Another challenge involved in analyzing EHR data stems from the potential inaccuracy of the data. For instance, Dr. Kho explains that healthcare providers sometimes input diagnosis codes in order to bill certain procedures rather than to document true diagnoses, making these codes somewhat unreliable. Demographic data may also have inaccuracies, as race and ethnicity is not self-reported in EHRs. Indeed, a 2015 study published in the Journal of General Internal Medicine found that 3% and 6.6% of Hispanic and African American patients, respectively, were not identified correctly in the EHR. The All of Us program aims to address these problems by crosswalking self-reported, EHR, survey, and genetic data to verify patient information.
It is clear that data collection at this scale will be challenging, particularly given that EHRs will serve as a major source of data for the project.
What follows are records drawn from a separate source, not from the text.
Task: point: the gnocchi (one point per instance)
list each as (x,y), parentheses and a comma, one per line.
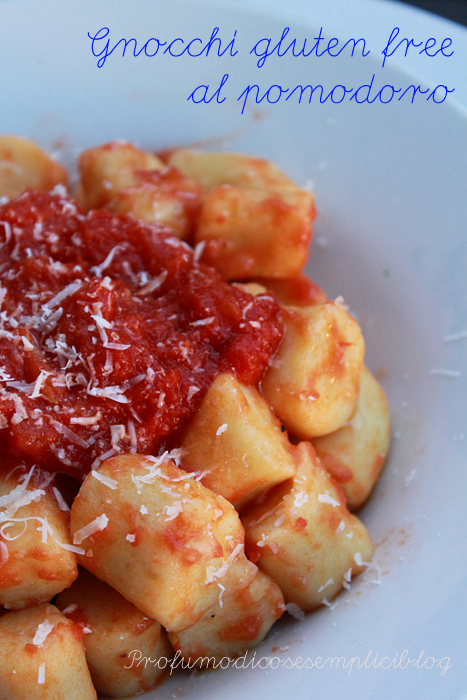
(208,403)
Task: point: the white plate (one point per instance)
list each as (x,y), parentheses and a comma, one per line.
(390,183)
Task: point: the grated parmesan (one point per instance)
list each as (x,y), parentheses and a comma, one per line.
(42,632)
(41,674)
(213,573)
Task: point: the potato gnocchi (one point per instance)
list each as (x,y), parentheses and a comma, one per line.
(194,529)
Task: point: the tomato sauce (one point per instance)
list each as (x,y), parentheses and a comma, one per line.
(111,331)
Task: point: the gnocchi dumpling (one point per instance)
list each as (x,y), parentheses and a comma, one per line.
(35,558)
(313,382)
(159,537)
(127,180)
(355,454)
(42,657)
(237,442)
(117,637)
(303,536)
(254,220)
(238,622)
(23,165)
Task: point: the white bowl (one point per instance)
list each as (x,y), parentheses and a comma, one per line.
(390,183)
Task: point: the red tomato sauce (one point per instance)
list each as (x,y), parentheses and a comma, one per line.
(111,332)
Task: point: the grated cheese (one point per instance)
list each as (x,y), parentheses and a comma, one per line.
(69,609)
(41,674)
(62,504)
(42,632)
(4,555)
(213,573)
(221,604)
(86,420)
(203,321)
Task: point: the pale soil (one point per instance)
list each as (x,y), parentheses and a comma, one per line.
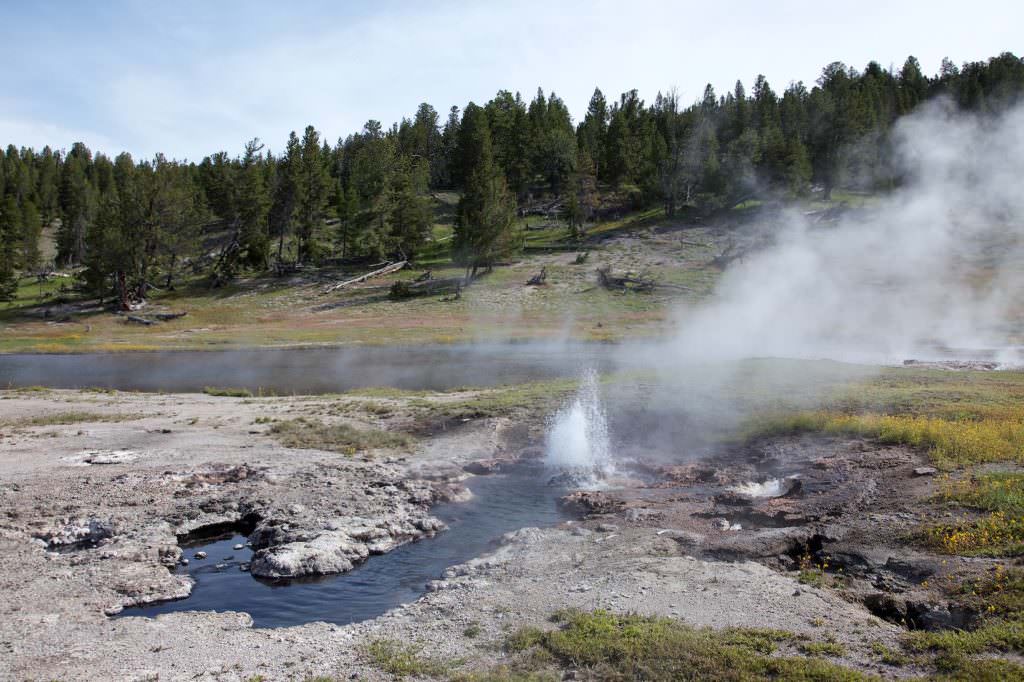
(185,461)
On the positive side, Dr. Wehbe highlights how harmonious it has been to work with informaticians from all over the country. “Maybe it’s because there’s been enough work to go around that everyone is busy, but I’m surprised it progressed as it has.
“Partners” not “Subjects”
The All of Us program has placed a notable emphasis on its recruitment language. Volunteers who enroll in the program are referred to as “participants”, or “partners”, rather than subjects. In addition to providing their health data to the program, which include biosamples, EHRs, physical exams, and surveys, Dr. Wehbe explains that participants will also have a say in the research questions that come out of the program. To facilitate this, the Illinois consortium has created an 11-member Community Participant Advisory Committee (CPAC), which met for the first time this month. Eventually, as the technology evolves and the program builds trust with participants, the program will expand to include data from mobile and wearable technologies.
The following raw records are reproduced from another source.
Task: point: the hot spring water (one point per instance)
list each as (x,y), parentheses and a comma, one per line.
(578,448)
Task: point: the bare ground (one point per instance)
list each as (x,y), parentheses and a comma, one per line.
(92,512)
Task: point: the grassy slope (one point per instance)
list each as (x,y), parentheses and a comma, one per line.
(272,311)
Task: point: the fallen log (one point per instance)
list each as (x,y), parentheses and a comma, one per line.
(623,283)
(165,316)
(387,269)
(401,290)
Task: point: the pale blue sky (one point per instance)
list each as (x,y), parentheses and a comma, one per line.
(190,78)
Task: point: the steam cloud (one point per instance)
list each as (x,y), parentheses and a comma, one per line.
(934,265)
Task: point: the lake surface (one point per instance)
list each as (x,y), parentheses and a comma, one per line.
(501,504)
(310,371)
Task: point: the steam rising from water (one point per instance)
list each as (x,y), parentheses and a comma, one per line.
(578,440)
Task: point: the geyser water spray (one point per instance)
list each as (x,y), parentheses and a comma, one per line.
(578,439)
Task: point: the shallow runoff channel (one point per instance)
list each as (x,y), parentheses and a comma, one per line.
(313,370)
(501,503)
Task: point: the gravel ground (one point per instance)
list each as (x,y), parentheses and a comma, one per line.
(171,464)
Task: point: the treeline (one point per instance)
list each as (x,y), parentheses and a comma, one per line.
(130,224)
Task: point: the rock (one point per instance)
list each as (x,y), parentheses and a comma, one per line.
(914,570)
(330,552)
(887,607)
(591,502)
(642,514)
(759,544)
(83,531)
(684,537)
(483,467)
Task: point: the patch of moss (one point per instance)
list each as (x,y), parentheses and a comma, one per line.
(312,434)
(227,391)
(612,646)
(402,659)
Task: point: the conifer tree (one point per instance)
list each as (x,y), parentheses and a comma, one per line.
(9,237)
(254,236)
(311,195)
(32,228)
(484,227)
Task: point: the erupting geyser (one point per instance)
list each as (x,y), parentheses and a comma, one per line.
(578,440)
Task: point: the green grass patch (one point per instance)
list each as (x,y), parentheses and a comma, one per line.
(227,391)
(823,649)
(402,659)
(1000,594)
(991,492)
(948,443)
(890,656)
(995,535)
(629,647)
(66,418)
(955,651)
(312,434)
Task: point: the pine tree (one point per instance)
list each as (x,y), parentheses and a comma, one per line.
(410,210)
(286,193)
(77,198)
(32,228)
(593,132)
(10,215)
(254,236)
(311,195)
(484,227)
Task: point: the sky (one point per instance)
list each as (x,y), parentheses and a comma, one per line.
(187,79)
Another emphasis in recruitment is the enrollment of underrepresented groups in biomedical research (UBR). The program aims to enroll at least 75% from UBR populations, which are broadly defined as people from minority race/ethnicity, low socioeconomic status, or low educational attainment groups. Historically, biomedical studies have failed to reflect the diversity of the US population, thus failing to fully comprehend the factors that affect disease outcomes in all populations. A 2015 study published in PLOS Medicine found that less than 2 percent of clinical cancer trials included enough underrepresented minorities to fulfill the NIH’s own diversity-related criteria. Thus far, however, the Illinois Consortium has successfully oversampled from UBR populations, with over 55% of participants identifying as Black/African American.
While other biobanks have successfully collected and stored health data in the past, none have attempted to do so at the scale of the All of Us program, making it truly a giant leap forward in the pursuit of precision medicine.